Re: [HACKERS] [PATCH] kNN for SP-GiST

From: Nikita Glukhov <n(dot)gluhov(at)postgrespro(dot)ru>
To: Alexander Korotkov <a(dot)korotkov(at)postgrespro(dot)ru>
Cc: David Steele <david(at)pgmasters(dot)net>, Andres Freund <andres(at)anarazel(dot)de>, pgsql-hackers <pgsql-hackers(at)postgresql(dot)org>
Subject: Re: [HACKERS] [PATCH] kNN for SP-GiST
Date: 2018-07-03 23:21:08
Message-ID: c6957e2c-3052-4fce-55ac-2cf7bcfd0dd9@postgrespro.ru
Views: Raw Message | Whole Thread | Download mbox | Resend email
Thread:
Lists: pgsql-hackers

Attached 5th version of the patches, where minor refactoring of distance
handling was done (see below).

On 02.07.2018 19:06, Alexander Korotkov wrote:

> Hi!
>
> On Fri, Jun 29, 2018 at 5:37 PM Nikita Glukhov<n(dot)gluhov(at)postgrespro(dot)ru> wrote:
>> On 06.03.2018 17:30, David Steele wrote:
>>
>>> I agree with Andres. Pushing this patch to the next CF.
>> Attached 4th version of the patches rebased onto the current master.
>> Nothing interesting has changed from the previous version.
> I took a look to this patchset. In general, it looks good for me, but
> I've following notes about it.
>
> * We're going to replace scan stack with pairing heap not only for
> KNN-search, but for regular search as well. Did you verify that it
> doesn't cause regression for regular search case, because insertion
> into pairing heap might be slower than insertion into stack? One may
> say that it didn't caused regression in GiST, and that's why it
> shouldn't cause regression in SP-GiST. However, SP-GiST trees might
> be much higher and these performance aspects might be different.

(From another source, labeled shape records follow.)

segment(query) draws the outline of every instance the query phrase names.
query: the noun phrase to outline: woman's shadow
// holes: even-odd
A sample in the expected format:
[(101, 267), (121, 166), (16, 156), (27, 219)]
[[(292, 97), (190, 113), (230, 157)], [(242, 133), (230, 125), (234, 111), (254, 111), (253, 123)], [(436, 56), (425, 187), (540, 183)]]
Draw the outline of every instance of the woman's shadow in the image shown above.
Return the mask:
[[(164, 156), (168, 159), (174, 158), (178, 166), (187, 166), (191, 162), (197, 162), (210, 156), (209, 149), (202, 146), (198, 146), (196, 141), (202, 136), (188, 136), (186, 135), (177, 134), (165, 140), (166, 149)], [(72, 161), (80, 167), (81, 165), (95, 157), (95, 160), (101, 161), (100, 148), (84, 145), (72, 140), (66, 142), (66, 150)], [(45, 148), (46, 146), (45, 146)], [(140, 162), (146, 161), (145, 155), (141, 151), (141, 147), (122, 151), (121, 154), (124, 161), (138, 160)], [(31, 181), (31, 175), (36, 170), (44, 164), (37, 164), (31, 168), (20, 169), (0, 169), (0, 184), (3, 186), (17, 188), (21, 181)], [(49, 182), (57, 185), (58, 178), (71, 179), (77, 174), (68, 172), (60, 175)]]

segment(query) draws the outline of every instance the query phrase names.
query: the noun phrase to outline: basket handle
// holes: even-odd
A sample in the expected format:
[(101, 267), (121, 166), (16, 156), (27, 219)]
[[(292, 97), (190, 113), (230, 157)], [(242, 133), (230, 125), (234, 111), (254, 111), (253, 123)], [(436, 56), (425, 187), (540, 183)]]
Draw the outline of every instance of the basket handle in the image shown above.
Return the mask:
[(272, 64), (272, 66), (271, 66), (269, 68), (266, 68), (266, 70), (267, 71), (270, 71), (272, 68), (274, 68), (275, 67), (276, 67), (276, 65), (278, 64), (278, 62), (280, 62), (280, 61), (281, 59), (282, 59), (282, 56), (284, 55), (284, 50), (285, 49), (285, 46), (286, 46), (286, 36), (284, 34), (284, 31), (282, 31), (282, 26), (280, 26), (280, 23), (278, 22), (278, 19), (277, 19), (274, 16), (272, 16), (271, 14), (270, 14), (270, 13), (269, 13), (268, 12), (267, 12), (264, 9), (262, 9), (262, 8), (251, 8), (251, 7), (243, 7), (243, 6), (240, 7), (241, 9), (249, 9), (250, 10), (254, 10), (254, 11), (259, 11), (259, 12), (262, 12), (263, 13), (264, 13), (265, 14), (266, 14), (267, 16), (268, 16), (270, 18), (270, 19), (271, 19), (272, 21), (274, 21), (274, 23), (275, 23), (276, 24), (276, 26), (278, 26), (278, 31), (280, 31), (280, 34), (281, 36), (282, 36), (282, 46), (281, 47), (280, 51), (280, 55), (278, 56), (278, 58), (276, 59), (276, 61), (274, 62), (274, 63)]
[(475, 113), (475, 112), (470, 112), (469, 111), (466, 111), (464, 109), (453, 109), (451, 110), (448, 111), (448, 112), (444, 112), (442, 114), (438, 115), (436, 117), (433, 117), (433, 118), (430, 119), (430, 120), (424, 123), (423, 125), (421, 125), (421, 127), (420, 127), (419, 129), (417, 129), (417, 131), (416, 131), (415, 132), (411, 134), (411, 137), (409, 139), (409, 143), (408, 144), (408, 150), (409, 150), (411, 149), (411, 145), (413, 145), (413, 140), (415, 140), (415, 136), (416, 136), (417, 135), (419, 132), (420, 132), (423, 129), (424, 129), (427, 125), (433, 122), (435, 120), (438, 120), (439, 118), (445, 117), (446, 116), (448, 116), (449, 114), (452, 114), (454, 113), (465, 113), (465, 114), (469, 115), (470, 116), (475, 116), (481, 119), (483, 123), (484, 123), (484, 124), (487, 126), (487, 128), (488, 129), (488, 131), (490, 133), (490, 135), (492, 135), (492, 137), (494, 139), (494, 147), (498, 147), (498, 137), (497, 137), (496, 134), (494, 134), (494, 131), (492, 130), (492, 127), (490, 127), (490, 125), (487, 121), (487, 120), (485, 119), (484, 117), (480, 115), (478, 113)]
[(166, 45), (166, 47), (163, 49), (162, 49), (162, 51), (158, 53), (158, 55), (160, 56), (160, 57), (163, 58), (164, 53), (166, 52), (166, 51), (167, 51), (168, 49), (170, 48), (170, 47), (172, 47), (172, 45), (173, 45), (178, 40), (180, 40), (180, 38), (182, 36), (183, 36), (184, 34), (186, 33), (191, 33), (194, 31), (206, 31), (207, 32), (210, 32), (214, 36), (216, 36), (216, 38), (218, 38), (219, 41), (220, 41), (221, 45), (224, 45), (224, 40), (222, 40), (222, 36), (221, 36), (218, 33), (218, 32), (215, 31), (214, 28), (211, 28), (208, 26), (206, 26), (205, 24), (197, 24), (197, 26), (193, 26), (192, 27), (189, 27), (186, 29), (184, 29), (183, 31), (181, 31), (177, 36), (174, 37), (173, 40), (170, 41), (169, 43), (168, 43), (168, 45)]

I decided to bring back the List-based scan stack in the previous version
of the patches, and here is how spgAddSearchItemToQueue() looks like now:

static void
spgAddSearchItemToQueue(SpGistScanOpaque so, SpGistSearchItem *item)
{
if (so->queue)
pairingheap_add(so->queue, &item->phNode);
else
so->scanStack = lcons(item, so->scanStack);
}

so->queue is initialized in spgrescan() only for ordered searches.

> * I think null handling requires better explanation. Nulls are
> specially handled in pairingheap_SpGistSearchItem_cmp(). In the same
> time you explicitly set infinity distances for leaf nulls. You
> probably have reasons to implement it this way, but I think this
> should be explained. Also isnull property of SpGistSearchItem doesn't
> have comment.

Distances for NULL items are expected to be NULL (it would not be true for
non-strict the distance operators, so we do not seem to support them here),
and so NULL items are considered to be greater than any non-NULL items in
pairingheap_SpGistSearchItem_cmp(). Distances are copied into SpGistSearchItem
only if it is non-NULL item. Also in the last version of the patch I have
introduced spgAllocSearchItem() which conditionally allocates distance-array in
SpGistSearchItem. Now inifinity distances are used only in one place, but
if we require that innerConsistent() should always return distances, then
we can completely get rid of so->infDistances field.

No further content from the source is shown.